Этот вопрос часто становился предметом ожесточенных споров на борту яхты и многочасовых обсуждений в кабинете Ренье во дворце; правда, хитрый грек, вместо того, чтобы идти на открытую конфронтацию, предпочитал тянуть резину и потихоньку гнул свою линию.

– Его можно уговаривать час, два, три, – жаловался Ренье, совсем отчаявшись, – но когда он покидает ваш кабинет, можно не сомневаться, что он не сделает ровным счетом ничего из того, о чем ему говорилось.

И все же Ренье и Грейс по-прежнему не отказывались от приглашений покататься на яхте Онассиса. Грейс ощущала некоторую творческую связь с Марией Каллас. Ей нравилось просыпаться утром под переливы арпеджио великой певицы, упражнявшейся в эти часы в вокальном мастерстве. Однако к 1964 году стало все труднее совмещать бизнес и дружбу. Весной того же года Онассис скрепя сердце дал согласие на строительство в Монте-Карло жилого дома и двух отелей, однако настоял на том, чтобы ему дали гарантию, что там не будет построен «Холидей-Инн» или какой-либо другой из соперничающих отелей. Взбешенный, Ренье наложил на это решение вето, а затем по телевидению гневно обрушился на ОМК, обвиняя общество в летаргии и малодушии.

В ответ Онассис лишь удивленно пожал плечами. Критика Ренье, полагал он, направлена на ОМК, а не на него лично, хотя в душе Аристотель кипел от злости. Когда Шарль Грав, автор истории Монте-Карло, встретился с Онассисом в сентябре 1964 года, он обнаружил, что судовладелец пылает к Ренье ослепляющей ненавистью и только тем и занят, что собирает на князя разнообразный компромат. Онассис с самого начала намеренно избегал обращаться к Ренье со словами «Высочество» или «Монсиньор», как раболепно поступали другие. Только в самых что ни на есть официальных случаях он отступал от привычного обращения «Ренье», а в разговорах со своими подчиненными именовал князя «месье Гримальди». «В мире современного бизнеса, – ехидно замечал Онассис, – нет места рассуждениям о божественном праве».

Однако в конечном счете именно опереточный князь оказался более проницательным бизнесменом – или, по крайней мере, более умелым проводником «реальной политики». В 1966 году отмечался столетний юбилей Монте-Карло, и юбилейные торжества включали в себя визит Ренье и Грейс в Париж в честь восстановления добрососедских отношений с Францией. В беседе с де Голлем Ренье заручился поддержкой последнего в своей стратегии наступления на Онассиса, а кроме того, поручил Грейс высказать официальную позицию Гримальди – правда, что довольно странно, в журнале «Плейбой».
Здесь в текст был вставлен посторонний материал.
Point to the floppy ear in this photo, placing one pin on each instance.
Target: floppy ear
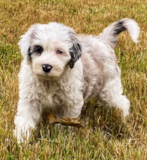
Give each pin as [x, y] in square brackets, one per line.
[25, 42]
[75, 50]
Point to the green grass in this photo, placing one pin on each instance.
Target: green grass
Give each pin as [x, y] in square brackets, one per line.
[106, 135]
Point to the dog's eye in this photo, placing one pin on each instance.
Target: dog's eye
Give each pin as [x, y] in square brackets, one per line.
[59, 52]
[38, 49]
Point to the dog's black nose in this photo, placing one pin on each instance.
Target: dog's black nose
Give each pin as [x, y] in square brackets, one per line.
[46, 67]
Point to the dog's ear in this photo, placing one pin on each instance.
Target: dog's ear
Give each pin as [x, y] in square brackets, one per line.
[75, 50]
[25, 42]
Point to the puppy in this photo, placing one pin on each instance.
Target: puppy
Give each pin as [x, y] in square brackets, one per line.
[61, 71]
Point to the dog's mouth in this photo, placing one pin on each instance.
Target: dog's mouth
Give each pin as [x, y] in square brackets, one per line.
[47, 76]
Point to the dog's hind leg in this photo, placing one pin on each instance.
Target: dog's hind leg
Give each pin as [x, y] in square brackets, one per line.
[111, 95]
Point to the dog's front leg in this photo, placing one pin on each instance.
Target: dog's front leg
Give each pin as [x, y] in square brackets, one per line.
[27, 116]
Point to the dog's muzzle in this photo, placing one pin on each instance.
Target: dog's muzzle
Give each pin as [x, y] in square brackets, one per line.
[46, 68]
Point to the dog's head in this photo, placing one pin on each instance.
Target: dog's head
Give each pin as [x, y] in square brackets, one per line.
[50, 48]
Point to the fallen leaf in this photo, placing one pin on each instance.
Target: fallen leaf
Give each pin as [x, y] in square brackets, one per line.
[65, 121]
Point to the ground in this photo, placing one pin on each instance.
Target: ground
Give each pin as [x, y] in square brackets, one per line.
[106, 134]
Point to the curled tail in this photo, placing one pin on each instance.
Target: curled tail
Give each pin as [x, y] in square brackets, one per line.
[111, 33]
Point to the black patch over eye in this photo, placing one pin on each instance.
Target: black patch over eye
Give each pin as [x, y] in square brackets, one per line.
[38, 49]
[59, 52]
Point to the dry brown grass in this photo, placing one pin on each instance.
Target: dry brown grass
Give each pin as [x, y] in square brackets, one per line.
[106, 135]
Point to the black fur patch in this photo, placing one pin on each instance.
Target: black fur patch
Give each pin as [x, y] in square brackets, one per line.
[119, 27]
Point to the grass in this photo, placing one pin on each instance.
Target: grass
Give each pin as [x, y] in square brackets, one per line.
[106, 134]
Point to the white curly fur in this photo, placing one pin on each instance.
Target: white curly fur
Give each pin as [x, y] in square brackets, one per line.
[72, 80]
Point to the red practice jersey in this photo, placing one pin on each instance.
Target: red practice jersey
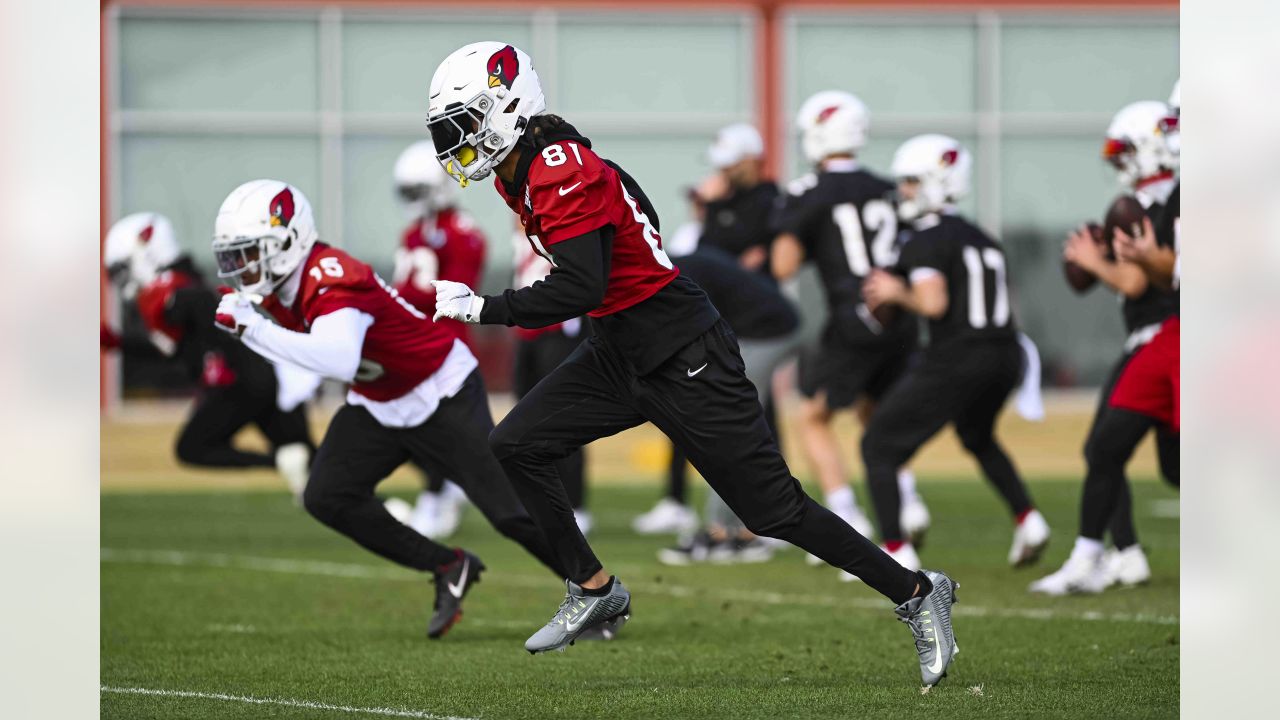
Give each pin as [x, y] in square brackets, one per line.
[571, 191]
[154, 300]
[446, 247]
[402, 347]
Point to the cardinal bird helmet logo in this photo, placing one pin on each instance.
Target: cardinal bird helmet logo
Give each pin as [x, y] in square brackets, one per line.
[282, 209]
[503, 67]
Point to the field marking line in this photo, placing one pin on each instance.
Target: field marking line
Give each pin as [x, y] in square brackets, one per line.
[297, 566]
[286, 702]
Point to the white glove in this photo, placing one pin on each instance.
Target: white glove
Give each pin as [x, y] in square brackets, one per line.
[457, 301]
[236, 314]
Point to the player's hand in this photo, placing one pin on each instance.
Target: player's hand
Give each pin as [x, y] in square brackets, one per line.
[882, 287]
[456, 301]
[236, 314]
[1136, 249]
[1080, 249]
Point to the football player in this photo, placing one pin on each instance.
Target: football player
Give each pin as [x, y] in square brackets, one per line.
[955, 278]
[658, 351]
[440, 242]
[237, 388]
[1143, 388]
[538, 352]
[415, 390]
[842, 219]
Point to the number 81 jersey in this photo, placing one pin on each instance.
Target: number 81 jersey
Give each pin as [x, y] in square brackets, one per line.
[402, 347]
[848, 226]
[571, 191]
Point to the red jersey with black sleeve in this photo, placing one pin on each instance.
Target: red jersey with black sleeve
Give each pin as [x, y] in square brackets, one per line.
[446, 247]
[402, 347]
[600, 233]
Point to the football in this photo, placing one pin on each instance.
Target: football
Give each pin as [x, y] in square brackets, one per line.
[1078, 277]
[1125, 213]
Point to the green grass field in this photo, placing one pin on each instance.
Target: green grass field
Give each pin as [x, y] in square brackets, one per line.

«По нашему мнению, вклад месье Онассиса в Общество морских купаний Монте-Карло не столь важен для всей его «империи» в целом, – заявила Грейс в длинном интервью, которыми «Плейбой» имел обыкновение заполнять свободное место между обнаженными красотками. – У него имеются более крупные и важные предприятия, чем Монте-Карло. Как мне кажется, тот факт, что ему принадлежит большая часть акций, а поэтому и контроль над казино Монте-Карло, свидетельствует лишь о том, что Месье Онассис приобрел их, скорее, ради собственной забавы, нежели в интересах дела».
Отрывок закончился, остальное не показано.